Has Diana’s death changed Britain? The pollsters reported that 41 per cent of people think that the country is now “more caring and compassionate” (NOP, Sunday Times) and 52 per cent think we now live in a “more giving age” (ICM, Guardian). But that’s funny, because 75 per cent think Britain is “no different” following her death (Harris Research, Independent). Well, as Ralph Waldo Emerson said, consistency is the hobgoblin of little minds. Most of us seem to have minds big enough to accommodate plenty of contradictory opinions.
Whatever the merits of league tables in comparing schools, they can certainly fulfil one useful educational function-providing good material for GCSE maths lessons on how to manipulate statistics. Here is a poser arising from the latest batch of A-level results: compare and contrast the Independent’s calculations that the school with the best A-level results is St Paul’s Boys, with The Times’s alternative methodology which gives this accolade to Westminster.

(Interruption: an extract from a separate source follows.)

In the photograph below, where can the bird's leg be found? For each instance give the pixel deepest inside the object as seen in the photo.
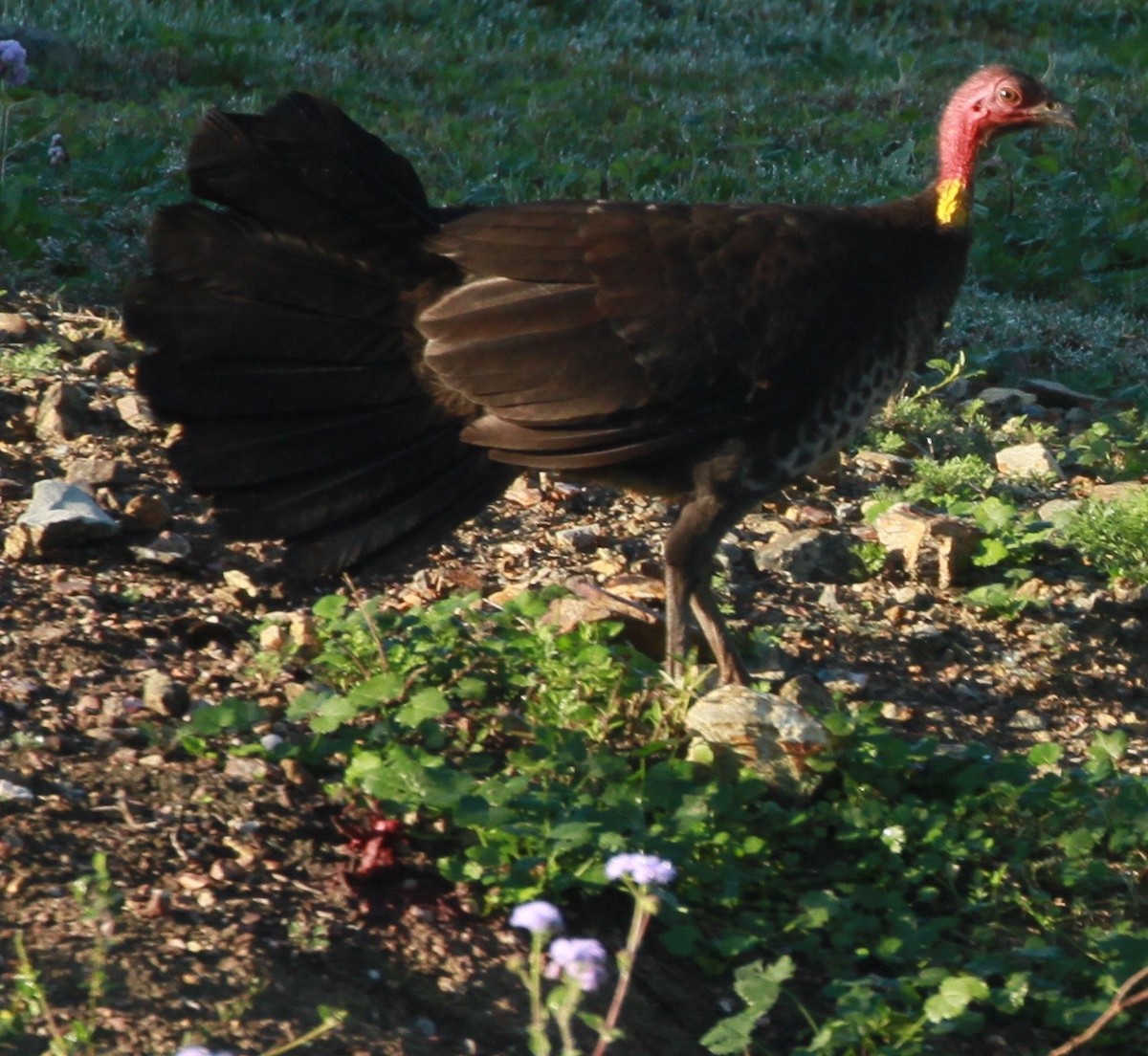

The most important statistic for the government last month was the fall in NHS waiting lists. But perhaps long waiting lists are not such a bad thing. The British Medical Association conference was told by a health consultant that hospitals are unhygienic, germ-ridden places which may make people sicker. One patient in 10 leaves hospital with an infection they didn’t have when they went in.
For years the despairing consensus in crime prevention has been “nothing works.” The Home Office is now trying to challenge this with an assessment of empirical research studies into what actually does and doesn’t work. The recent Home Office analysis quoted eight studies which concluded that putting more police “on the beat” did not affect crime levels, only for this finding to be denounced in the tabloid press as, naturally, “utterly against common sense.”